Department of Biomedical Engineering, Michigan State University, East Lansing, Michigan 48824, USA.
Department of Computational Mathematics, Science and Engineering, Michigan State University, East Lansing, Michigan 48824, USA.
Toxicol Sci. 2023 Nov 28;196(2):170-186. doi: 10.1093/toxsci/kfad094.

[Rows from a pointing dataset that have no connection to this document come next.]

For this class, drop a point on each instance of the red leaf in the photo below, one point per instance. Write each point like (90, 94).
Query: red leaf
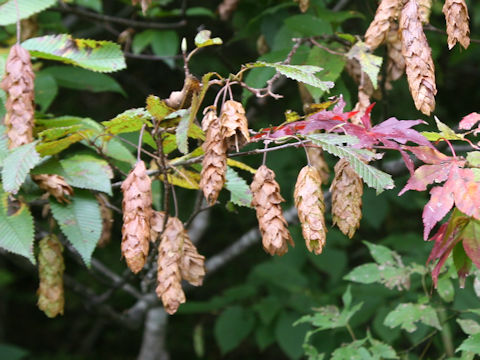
(469, 121)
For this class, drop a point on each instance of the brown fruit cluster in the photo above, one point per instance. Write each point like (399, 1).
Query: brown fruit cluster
(418, 59)
(18, 84)
(234, 125)
(310, 204)
(137, 211)
(177, 258)
(214, 163)
(387, 13)
(51, 298)
(347, 191)
(54, 185)
(266, 200)
(456, 16)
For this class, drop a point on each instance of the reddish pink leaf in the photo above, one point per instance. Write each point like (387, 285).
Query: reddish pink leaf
(469, 121)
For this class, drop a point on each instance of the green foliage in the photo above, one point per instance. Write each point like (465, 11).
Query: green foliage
(80, 221)
(26, 8)
(101, 56)
(16, 227)
(17, 165)
(239, 189)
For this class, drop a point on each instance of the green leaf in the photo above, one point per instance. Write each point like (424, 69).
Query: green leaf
(365, 274)
(289, 337)
(469, 326)
(88, 172)
(101, 56)
(17, 165)
(301, 73)
(26, 8)
(238, 187)
(373, 177)
(369, 63)
(46, 90)
(81, 79)
(380, 253)
(17, 233)
(182, 131)
(232, 327)
(80, 221)
(472, 344)
(406, 315)
(203, 39)
(333, 65)
(129, 121)
(166, 43)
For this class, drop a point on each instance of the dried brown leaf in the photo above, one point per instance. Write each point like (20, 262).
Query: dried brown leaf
(54, 185)
(418, 59)
(18, 83)
(395, 60)
(137, 211)
(456, 16)
(234, 125)
(266, 199)
(214, 163)
(50, 292)
(169, 287)
(347, 191)
(387, 13)
(311, 207)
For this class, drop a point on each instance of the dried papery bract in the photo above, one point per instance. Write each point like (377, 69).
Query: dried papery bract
(311, 207)
(395, 60)
(315, 156)
(387, 12)
(266, 199)
(169, 278)
(234, 125)
(226, 9)
(137, 211)
(192, 264)
(51, 298)
(54, 185)
(347, 191)
(418, 59)
(107, 220)
(18, 84)
(456, 16)
(424, 10)
(214, 163)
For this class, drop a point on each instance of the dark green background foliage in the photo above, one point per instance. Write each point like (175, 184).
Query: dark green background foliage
(246, 310)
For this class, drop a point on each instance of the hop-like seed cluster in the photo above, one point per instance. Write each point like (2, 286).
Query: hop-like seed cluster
(387, 12)
(214, 164)
(418, 59)
(51, 298)
(107, 221)
(347, 191)
(395, 60)
(137, 211)
(177, 258)
(456, 16)
(234, 125)
(311, 207)
(315, 156)
(266, 200)
(18, 84)
(54, 185)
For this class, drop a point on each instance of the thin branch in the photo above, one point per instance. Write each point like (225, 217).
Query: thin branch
(118, 20)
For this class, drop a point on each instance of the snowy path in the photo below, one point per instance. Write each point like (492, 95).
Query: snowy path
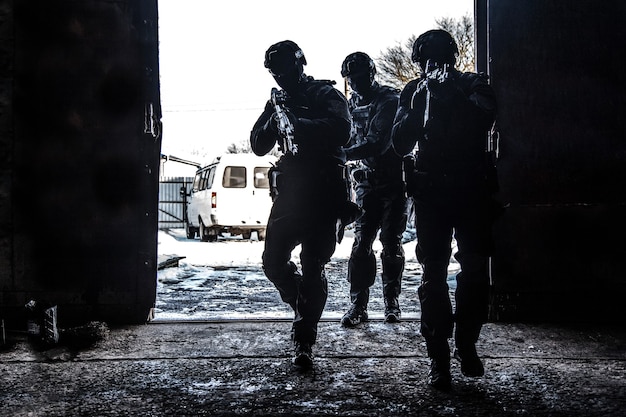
(224, 280)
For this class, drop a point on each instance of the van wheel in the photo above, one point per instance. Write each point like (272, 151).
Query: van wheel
(190, 231)
(204, 232)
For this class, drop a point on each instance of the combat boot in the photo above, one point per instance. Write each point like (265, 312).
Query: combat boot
(439, 376)
(303, 357)
(355, 315)
(392, 310)
(465, 340)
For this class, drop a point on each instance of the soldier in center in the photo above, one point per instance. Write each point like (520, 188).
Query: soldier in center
(379, 190)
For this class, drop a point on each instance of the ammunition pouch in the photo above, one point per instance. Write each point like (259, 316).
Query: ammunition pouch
(274, 175)
(418, 181)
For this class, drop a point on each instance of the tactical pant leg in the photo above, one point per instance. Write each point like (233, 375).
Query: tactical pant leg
(276, 257)
(474, 241)
(393, 225)
(433, 251)
(362, 262)
(317, 248)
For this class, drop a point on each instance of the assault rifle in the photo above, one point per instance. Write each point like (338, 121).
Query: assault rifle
(285, 127)
(437, 73)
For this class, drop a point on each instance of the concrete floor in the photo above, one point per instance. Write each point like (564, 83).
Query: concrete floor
(243, 368)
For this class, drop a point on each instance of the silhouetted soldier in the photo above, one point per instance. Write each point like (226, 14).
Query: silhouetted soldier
(379, 190)
(310, 121)
(449, 114)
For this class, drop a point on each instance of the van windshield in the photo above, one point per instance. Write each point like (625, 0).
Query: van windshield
(234, 177)
(261, 179)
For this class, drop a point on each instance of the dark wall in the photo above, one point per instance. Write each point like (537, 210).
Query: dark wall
(84, 144)
(557, 67)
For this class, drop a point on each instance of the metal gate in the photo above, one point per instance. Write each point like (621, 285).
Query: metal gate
(173, 202)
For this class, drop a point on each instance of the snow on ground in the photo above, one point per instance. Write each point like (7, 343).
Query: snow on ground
(225, 280)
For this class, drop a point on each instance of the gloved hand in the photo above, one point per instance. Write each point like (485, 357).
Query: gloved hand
(441, 84)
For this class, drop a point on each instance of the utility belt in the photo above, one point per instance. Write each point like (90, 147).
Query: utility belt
(364, 174)
(296, 179)
(418, 181)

The aryl hydrocarbon receptor (AhR) is an inducible transcription factor whose ligands include the potent environmental contaminant 2,3,7,8-tetrachlorodibenzo-p-dioxin (TCDD). Ligand-activated AhR binds to DNA at dioxin response elements (DREs) containing the core motif 5'-GCGTG-3'. However, AhR binding is highly tissue specific. Most DREs in accessible chromatin are not bound by TCDD-activated AhR, and DREs accessible in multiple tissues can be bound in some and unbound in others. As such, AhR functions similarly to many nuclear receptors. Given that AhR possesses a strong core motif, it is suited for a motif-centered analysis of its binding. We developed interpretable machine learning models predicting the AhR binding status of DREs in MCF-7, GM17212, and HepG2 cells, as well as primary human hepatocytes. Cross-tissue models predicting transcription factor (TF)-DNA binding generally perform poorly. However, reasons for the low performance remain unexplored. By interpreting the results of individual within-tissue models and by examining the features leading to low cross-tissue performance, we identified sequence and chromatin context patterns correlated with AhR binding. We conclude that AhR binding is driven by a complex interplay of tissue-agnostic DRE flanking DNA sequence and tissue-specific local chromatin context. Additionally, we demonstrate that interpretable machine learning models can provide novel and experimentally testable mechanistic insights into DNA binding by inducible TFs.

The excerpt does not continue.